Wyatt (Wye) Garfield of Mystic, Conn., and Cuttyhunk Island, devoted husband of Katharine (Kitsy) Barney Garfield, his wife of nearly 64 years, and great-grandson of James Abram Garfield, 20th president of the United States, died on August 4 after a brief illness. He was 89.
Born on Oct. 8,1924 in Cleveland to Newell Garfield and Mary Louise Wyatt Garfield, he spent his childhood in Concord, Mass. He attended the Shady Hill School, Pomfret School, Yale University (graduating in 1948), and Bread Loaf School of English at Middlebury. He served in the U.S. Navy in the South Pacific at the end of World War II.
His working years led him first to Pomfret School in Connecticut for 10 years as English teacher, admissions director and crew coach. Then he went on to the Bancroft School in Worcester from 1960 to 1981 as headmaster. An old farm in Princeton, Mass., was home to his family for 44 years.
He offered his skills in founding the Cuttyhunk Yacht Club in 1956, and later established the Princeton Land Trust. Over the years, he served as Cuttyhunk selectman, trustee of Pomfret and Applewild Schools, chairman of the Cum Laude Society, committee member in the NAIS, and an Eastern Sprints judge. In recent years, he volunteered in myriad ways at the Mystic Seaport, including a small role in the restoration of the whaling ship, the Charles W. Morgan.
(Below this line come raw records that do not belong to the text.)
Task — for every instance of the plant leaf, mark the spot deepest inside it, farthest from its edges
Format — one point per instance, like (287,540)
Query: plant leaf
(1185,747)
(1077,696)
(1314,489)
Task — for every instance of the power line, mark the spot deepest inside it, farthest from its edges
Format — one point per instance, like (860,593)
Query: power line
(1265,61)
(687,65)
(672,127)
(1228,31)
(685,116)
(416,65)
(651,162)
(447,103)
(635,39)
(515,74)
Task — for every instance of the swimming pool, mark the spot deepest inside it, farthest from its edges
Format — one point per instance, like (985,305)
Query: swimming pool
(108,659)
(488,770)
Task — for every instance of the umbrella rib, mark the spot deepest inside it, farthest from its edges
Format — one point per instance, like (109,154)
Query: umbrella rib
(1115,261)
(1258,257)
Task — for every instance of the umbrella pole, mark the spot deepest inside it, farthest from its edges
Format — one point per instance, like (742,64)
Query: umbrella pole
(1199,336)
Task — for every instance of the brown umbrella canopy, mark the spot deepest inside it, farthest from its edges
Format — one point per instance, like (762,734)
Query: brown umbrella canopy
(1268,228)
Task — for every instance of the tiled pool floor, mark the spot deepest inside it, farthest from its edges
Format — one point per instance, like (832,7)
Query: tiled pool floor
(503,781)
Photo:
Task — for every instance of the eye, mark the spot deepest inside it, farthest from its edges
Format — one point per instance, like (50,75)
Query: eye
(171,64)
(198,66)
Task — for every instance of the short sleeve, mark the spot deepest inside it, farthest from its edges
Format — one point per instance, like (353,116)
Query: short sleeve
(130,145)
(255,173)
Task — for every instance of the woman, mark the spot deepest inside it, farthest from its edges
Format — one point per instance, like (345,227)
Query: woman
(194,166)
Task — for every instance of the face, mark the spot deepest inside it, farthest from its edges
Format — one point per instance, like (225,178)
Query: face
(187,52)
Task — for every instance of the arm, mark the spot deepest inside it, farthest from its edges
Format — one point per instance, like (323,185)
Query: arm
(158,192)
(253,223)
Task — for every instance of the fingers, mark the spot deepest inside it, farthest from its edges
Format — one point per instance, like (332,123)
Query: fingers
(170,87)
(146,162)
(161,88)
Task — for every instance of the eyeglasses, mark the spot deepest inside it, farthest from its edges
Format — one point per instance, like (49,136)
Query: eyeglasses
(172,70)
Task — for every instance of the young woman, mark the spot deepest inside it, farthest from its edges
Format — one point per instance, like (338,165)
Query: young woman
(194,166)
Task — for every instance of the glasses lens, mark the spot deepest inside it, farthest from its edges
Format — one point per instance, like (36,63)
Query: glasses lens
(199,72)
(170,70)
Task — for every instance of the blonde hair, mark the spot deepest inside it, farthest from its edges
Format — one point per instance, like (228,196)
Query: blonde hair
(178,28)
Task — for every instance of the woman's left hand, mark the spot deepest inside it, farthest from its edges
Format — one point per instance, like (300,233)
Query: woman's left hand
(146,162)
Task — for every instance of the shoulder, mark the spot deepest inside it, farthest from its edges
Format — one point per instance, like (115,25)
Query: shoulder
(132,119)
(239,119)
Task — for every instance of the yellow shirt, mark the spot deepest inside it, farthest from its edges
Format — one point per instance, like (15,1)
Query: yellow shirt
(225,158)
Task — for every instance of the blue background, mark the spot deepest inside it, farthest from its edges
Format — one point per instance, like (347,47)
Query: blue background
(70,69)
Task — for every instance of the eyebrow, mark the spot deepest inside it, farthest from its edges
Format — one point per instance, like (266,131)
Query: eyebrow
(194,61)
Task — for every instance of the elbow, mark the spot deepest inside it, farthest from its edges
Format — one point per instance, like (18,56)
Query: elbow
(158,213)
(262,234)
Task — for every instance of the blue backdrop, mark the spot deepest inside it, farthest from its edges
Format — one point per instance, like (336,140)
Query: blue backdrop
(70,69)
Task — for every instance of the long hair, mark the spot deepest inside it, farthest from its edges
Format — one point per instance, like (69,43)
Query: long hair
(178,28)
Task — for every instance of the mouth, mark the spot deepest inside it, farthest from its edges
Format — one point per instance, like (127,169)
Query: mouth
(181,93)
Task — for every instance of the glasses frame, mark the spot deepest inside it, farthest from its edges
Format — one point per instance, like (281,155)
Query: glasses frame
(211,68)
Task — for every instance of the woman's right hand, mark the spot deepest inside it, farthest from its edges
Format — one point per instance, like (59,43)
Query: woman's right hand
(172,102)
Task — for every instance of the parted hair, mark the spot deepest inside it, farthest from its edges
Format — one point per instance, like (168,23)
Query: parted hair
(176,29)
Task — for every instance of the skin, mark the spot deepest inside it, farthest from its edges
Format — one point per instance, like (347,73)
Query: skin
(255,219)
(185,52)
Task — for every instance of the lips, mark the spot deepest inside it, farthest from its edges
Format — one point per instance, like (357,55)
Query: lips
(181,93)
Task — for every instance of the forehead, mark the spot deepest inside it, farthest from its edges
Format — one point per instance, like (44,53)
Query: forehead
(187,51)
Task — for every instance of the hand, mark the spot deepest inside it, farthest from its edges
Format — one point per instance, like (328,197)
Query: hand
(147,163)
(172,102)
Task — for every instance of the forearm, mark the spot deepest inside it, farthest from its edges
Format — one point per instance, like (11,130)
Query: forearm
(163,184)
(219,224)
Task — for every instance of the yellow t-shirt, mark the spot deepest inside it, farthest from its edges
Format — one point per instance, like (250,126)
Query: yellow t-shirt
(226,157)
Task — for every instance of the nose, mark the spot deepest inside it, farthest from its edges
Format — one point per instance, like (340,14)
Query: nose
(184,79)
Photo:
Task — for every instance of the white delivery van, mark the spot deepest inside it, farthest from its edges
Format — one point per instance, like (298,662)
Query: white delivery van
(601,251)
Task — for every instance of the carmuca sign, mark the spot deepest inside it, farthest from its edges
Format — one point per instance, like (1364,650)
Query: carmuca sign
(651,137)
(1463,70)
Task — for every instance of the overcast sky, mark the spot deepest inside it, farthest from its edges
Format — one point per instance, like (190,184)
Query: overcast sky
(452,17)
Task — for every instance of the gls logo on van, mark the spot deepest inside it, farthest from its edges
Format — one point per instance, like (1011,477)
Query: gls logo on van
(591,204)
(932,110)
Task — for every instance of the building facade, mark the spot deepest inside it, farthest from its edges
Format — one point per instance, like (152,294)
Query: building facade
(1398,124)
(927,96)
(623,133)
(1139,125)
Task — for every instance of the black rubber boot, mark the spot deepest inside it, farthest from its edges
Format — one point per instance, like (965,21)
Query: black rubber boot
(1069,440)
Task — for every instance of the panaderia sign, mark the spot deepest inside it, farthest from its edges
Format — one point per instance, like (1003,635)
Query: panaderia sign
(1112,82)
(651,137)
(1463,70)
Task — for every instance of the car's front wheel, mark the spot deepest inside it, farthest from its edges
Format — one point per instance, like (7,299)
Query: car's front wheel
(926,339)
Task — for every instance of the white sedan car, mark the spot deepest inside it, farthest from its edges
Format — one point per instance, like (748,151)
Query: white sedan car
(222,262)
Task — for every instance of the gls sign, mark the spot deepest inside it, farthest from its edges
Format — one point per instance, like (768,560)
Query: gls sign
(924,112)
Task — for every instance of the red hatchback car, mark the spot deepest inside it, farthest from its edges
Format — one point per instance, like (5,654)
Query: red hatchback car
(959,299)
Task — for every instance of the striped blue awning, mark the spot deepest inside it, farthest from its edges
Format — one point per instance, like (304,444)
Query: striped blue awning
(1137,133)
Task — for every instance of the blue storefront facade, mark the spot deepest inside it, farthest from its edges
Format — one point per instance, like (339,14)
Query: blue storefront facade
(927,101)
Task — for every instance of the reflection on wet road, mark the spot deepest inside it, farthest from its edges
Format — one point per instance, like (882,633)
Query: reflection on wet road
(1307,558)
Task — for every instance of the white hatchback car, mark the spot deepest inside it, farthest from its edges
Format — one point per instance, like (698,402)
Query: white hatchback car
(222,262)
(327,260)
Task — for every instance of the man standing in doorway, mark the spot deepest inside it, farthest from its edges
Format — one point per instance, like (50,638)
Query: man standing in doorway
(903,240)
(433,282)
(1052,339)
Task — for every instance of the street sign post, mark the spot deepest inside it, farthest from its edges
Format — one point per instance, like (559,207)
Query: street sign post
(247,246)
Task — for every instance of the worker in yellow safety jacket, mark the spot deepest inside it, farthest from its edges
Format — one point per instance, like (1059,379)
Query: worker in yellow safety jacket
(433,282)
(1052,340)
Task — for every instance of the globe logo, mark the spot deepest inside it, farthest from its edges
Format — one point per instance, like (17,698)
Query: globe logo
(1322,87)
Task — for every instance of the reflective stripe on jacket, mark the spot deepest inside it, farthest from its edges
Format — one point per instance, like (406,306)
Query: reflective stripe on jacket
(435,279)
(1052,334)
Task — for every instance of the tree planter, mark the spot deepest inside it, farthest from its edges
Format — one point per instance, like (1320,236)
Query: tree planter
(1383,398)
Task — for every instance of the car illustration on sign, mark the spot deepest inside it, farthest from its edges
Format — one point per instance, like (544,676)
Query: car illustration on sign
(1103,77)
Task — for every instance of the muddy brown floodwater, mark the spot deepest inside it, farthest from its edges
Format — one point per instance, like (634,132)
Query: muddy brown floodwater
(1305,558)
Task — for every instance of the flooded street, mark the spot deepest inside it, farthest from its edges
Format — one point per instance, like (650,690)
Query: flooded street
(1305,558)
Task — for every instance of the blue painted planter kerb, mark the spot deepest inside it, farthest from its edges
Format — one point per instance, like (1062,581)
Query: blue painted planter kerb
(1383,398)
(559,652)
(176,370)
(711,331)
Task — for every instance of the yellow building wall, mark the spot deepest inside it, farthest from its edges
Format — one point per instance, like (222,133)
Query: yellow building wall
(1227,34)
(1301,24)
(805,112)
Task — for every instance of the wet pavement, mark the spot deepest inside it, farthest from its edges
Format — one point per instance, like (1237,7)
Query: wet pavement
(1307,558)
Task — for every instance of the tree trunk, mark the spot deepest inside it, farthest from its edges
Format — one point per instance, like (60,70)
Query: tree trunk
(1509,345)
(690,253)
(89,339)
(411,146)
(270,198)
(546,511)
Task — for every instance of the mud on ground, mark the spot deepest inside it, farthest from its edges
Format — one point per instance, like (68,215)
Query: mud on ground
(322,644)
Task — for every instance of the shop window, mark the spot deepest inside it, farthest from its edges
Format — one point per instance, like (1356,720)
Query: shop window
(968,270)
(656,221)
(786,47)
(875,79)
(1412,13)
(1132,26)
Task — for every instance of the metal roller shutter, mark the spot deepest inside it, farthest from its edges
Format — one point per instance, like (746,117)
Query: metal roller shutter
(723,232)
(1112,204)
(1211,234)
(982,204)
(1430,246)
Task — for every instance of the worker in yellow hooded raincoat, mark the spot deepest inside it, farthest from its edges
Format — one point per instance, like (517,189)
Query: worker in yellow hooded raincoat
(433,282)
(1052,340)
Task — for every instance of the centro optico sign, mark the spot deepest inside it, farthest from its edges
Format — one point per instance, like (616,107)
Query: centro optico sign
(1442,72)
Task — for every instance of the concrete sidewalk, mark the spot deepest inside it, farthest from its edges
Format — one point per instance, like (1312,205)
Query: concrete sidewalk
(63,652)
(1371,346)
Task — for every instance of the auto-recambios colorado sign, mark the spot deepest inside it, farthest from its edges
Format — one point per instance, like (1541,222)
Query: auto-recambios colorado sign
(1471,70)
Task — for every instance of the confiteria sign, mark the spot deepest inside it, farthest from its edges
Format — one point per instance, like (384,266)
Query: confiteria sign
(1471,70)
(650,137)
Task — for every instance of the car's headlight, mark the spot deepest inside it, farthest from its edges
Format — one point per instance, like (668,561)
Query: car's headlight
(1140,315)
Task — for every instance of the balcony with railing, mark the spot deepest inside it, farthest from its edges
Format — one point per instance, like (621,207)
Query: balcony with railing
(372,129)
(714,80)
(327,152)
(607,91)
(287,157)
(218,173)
From his father he learned woodworking, which became a lifelong passion. He built boats with his teenaged sons, and sailboats and rowboats for children and grandchildren. He mastered the art of cutting jigsaw puzzles, and built practical furniture for his house. His pride was maintaining and shingling his house on Cuttyhunk, which became the touchstone of home for his family. In later years, his large workshop there became the place for many a repair or a good sit-down talk about life. There was nothing better than sharing wisdom and laughter with Wye, or taking a sail in his wooden Buzzards Bay day sailer, Beaver, his retirement gift to himself. On the land his sport was tennis and on the sea, sailing.
In all the communities, schools, towns or shipyards that Wye Garfield inhabited, there wasn’t a person that didn’t like or love him. From his boyhood club of escapades, the Red Devils of Concord, to his final involvements in Mystic Seaport, his spirit — silly, kind, thoughtful, caring, and yes, naughty — taught us how to enjoy life. His innate talent for teaching and for woodworking of all kinds; his humor, self-discipline and standards, all make us better people, and the world a clearer place to enjoy. For his children and students, particularly the young, Wye loved nothing more than reading stories, or better yet, telling them with many embellishments. His self-published tales of his youth were treasured by his children and grandchildren. He always believed you could be anything you wanted to be. As much as he worked in the educational system, he put the highest value on one’s being happy and enjoying work.
A deeply involved family man, he and his wife Kitsy made their island home the center of their lives, enjoying simple summer living. In time nothing came to matter more than this place called Cuttyhunk, where he could be seen walking town roads, meeting the ferry boat and greeting everyone he met. He worked to improve places for the benefit of the community or organization, never for himself. He did not need attention and accolades for all he did. He truly left the world a better place, and people better for knowing him and having him in their lives.
He will be dearly missed by many. Flags were flown at half mast on Cuttyhunk, which says it all.
He leaves a large and loving family who enjoyed his presence in their lives every day. Besides his wife, he leaves six children: Sarah Garfield Berry and her husband Allen; Louise Garfield and her children Katie Bachler, and Matthew Bachler and his wife Chrissy Lee; Wyatt Garfield Jr. and his wife Rachel and their children Rebecca and her husband Paul Aracena Oliver, Wyatt, and William Garfield; Seth Garfield and his wife Dorothy and their children Dianna and her husband Brent Robinson, Samuel, and Kassia Garfield; Angus Garfield and his children Caroline and Elizabeth Garfield; and Benjamin Garfield and his wife Amy. He was predeceased by his brother Newell Garfield and his sister Sarah Garfield Smith.
A reception to celebrate his life is planned at StoneRidge retirement community, 186 Jerry Browne Road, Mystic, Conn., on Saturday, August 16, at 11 a.m. A memorial service on Cuttyhunk will be held at a later date.
Memorial contributions may be made to Gosnold Community Fund (c/o Community Foundation of Southeastern Mass.), 63 Union street, New Bedford, MA 02740; Princeton Land Trust, P.O. Box 271, Princeton, MA 01541, or Mystic Seaport, 75 Greenmanville avenue, Mystic, CT 06355.